El público ha sospechado de esta película, con cierta injusticia. Es cierto que Darío Grandinetti no se parece nada a Carlos Gardel, y mucho menos en la sonrisa, por lo cual una película donde Grandinetti hiciera de Gardel y de un imitador de Gardel era un fracaso anunciado. Pero Jaime Chávarri, el de Las cosas del querer, se jugó por su amigo, y por la historia.
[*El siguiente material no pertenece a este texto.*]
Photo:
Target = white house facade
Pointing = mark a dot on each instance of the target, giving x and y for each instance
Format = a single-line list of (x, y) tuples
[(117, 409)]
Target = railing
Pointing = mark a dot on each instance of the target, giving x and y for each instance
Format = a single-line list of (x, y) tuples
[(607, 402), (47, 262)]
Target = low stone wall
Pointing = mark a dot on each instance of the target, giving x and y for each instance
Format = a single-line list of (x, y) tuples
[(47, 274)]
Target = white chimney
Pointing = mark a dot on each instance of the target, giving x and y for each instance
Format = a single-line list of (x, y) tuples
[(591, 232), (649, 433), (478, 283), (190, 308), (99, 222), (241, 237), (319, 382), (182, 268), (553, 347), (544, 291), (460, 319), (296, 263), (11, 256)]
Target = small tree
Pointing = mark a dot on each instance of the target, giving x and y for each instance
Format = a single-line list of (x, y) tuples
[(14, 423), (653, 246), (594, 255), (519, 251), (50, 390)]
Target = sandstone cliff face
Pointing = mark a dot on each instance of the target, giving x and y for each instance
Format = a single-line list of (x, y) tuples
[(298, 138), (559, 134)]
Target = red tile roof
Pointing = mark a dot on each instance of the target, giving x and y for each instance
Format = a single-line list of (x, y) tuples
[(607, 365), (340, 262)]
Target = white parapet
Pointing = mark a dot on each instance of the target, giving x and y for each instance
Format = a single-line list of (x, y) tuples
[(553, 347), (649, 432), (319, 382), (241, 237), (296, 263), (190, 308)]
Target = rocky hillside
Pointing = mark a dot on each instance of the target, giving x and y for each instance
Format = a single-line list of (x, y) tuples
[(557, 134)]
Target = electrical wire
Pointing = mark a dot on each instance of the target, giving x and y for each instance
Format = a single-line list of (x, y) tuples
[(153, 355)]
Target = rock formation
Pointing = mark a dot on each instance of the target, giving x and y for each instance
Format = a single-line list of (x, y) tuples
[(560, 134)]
Y lo cierto es que, una vez aceptada la convención, el público se encontró con una historia y una realización excelentes.

 

Lo que aquí se dice, a través de una comedia sentimental, es que, por amor, a una mujer, a un público, a un momento de gloria, un hombre es capaz de dejarse a sí mismo de lado, y convertirse en lo que los demás quieren. Y se dicen también, sin decirlas expresamente, varias cosas más, sobre la verdad y el cariño, el arte y el artista, el original y la copia, el azar y el destino, y las paradojas, las muchas paradojas que la vida tiene, y a veces descubrimos, y a veces –quizá por suerte–, no.

 

La historia está muy bien pensada, por dos argentinos, Plasencia y Brambilla, y bien contada, realmente bien actuada, e ilustrada de un modo casi perfecto. La ambientación, además, se completa con un casting de figuras secundantes y extras que parecen surgidas de los dibujos de Medrano, aquel admirable retratista porteño, que alternaba con Molina Campos en los dibujos de los almanaques de Alpargatas.